SuperPAF/HyperPAF Idea

huffkw · #11

Suggestions on private firm involvement in genealogy program development

Here is what I hope to see happen.

1. The Church sponsors the development and operation of this whole cooperative central “finished genealogy” database concept. That way, it can be sure the underlying basic software is appropriate and reliable. I see this database as the summary and index for the whole genealogy world, and therefore needs to be done well.

Trying to chop that single development project into internal Church-created pieces, and external private company-created pieces, while maintaining consistency of concept and quality of code, sounds like a project manager’s coordination nightmare to me. It would probably be better to have a nice conceptual split between the two groups.

2. With the basic database in operation, supplying unique person numbers, the main focus of new private company work would be outside that database, exploiting all the new possibilities for storing genealogy-related media on the web, and then finding, collecting, and displaying that data, publishing it in one-of-a-kind books, formatting and editing it for use on family websites and wikis, storing copies of the collected data on genealogists’ PCs, etc.

All this web-stored data could be tied together by the central database person number. That is the logical breakthrough that can gradually overcome the chaos of today’s genealogy web research and data storage. Having a reliable person number available is probably far more valuable to private companies profitability than helping develop new ways to access the Church’s ordinance files, membership files, etc.

We might view the new person number as a development like the GPS satellites that allowed a huge flurry of commercial and consumer gadgets to be developed and sold.

The private companies would need to create the peer-to-peer client-based programs (simple at first, and then increasing more complex) that would do the “loosely coupled distributed database” processing to help find and assemble media from anywhere on the web, usually tied to individuals identified in the central database. (PAF-like products might find it useful to add this new data element of “central database person number” along with its internal Record Id, Ancestral File ID number, etc., and add in some of the code to do the consolidating of web data.)

At a genealogy conference I attended about two years ago (was it at the BYU Family History Technology conference, noon session?) a librarian from the Midwest forcefully made the point that the world is producing mountains of new data in numerous new media formats, but there were few good places to store this data as it relates to genealogy and specific people. Since then we have seen YouTube.com, MySpace.com, photo storage sites, etc., but has anyone seen such data storage options for more serious genealogy research storage purposes? I don’t know of any. This sounds like a rich mine for private companies to dig in.

3. The traditional PAF-like programs would continue to play an important role for a long time, although that role might gradually change a bit. Right now, I believe nearly all the good data in the world is stored on someone’s PC-PAF-like data file.
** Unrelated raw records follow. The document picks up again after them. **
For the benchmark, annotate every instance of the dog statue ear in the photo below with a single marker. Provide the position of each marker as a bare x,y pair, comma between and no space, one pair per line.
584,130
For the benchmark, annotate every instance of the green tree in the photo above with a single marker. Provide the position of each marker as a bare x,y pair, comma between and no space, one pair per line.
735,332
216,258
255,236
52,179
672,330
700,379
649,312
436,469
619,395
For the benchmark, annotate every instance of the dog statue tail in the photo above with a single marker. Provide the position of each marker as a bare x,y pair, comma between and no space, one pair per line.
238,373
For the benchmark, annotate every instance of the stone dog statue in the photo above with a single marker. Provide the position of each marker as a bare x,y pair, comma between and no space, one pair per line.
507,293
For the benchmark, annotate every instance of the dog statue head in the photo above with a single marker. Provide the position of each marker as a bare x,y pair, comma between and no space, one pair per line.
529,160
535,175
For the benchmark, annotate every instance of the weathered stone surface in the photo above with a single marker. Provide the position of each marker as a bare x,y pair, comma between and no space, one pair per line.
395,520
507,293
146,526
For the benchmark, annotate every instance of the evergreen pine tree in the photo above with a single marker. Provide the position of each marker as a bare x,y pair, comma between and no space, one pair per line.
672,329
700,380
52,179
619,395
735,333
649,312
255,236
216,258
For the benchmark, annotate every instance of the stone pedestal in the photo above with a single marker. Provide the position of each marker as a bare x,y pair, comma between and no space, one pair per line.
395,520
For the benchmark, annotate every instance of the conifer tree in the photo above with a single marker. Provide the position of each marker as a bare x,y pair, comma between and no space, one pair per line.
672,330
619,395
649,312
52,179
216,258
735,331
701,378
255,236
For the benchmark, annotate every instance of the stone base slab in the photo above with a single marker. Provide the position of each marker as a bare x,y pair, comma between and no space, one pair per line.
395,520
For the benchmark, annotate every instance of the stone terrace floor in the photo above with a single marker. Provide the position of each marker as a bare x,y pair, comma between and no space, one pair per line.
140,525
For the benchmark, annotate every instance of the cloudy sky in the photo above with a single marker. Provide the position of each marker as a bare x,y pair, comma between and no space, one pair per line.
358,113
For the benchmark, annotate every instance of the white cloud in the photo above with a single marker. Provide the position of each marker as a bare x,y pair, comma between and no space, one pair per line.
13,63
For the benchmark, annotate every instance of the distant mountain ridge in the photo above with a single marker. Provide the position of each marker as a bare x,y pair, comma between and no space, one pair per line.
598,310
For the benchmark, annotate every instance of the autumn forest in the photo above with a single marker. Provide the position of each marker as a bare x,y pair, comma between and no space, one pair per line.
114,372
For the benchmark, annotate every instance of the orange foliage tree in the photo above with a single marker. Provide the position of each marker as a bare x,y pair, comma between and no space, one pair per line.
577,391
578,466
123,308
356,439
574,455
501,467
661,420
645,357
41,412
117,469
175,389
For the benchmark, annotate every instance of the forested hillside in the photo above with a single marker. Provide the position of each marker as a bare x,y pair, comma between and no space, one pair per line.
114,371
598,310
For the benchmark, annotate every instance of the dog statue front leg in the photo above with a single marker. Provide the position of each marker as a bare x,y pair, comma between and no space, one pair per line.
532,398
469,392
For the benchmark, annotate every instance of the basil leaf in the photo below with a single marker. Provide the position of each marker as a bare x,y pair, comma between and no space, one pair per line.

Normally, if it is in a central file somewhere, it has been degraded or trimmed in various ways on the way in. What is needed is a central file (system) that stores data of as high a quality or higher than found in PC holdings. That is what I am suggesting. But at least for Americans, the PC-held data will probably still be the trusted gold standard for a long time.

Although much new data will probably be keyed directly into the central database, especially links between families in separate submission spaces, large amounts of researched names will probably continue to be assembled and verified in PC-PAF-like programs and then uploaded and linked into the central file. But these uploads will likely be much smaller than the initial uploads. (Periodic downloads containing all updates, will be available for backups, for analysis, and for family purposes no one has thought of yet.)

mikael.ronstrom · #12

Great ideas, I've had similar ideas for 15 years and the technology is now becoming available
that makes it possible to start the process of implementing this vision. Let me add some more
ideas to this.

You mention that it should be possible to link between source records and people's
genealogies using URL's of source records. I think it needs to be even more detailed
than that. First one should be able to make references to part of a page, essentially
drawing a rectangle around something in the source record and create a link record
from this rectangle. Even more it should be possible to also link this record to other
things such as transscribed records of the source. After some time there will be
many links, both links of high quality and links of low quality so here it should be
possible to use both manual and automatic reference techniques to measure the
quality of links.

The base of those ideas I have I wrote down in Ph.D thesis:
http://citeseer.ist.psu.edu/161921.html
I presented some of those ideas at the first workshop on Family History Technology at BYU,
2001:
http://www.fht.byu.edu/prev_workshops/w ... nstrom.pdf
And I made a presentation last year at Google where those ideas were part of a presentation
around a future open source storage system I am thinking of.
http://video.google.com/videoplay?docid ... 2299655271

Rgrds Mikael Ronstrom

huffkw wrote:SuperPAF/HyperPAF Idea

I attended the recent TechTalk in Salt Lake City (Jan. 18) and found it very helpful. I want to take this opportunity to put in my two cents worth of opinion. I am happy to see the Church starting a new set of genealogy data projects.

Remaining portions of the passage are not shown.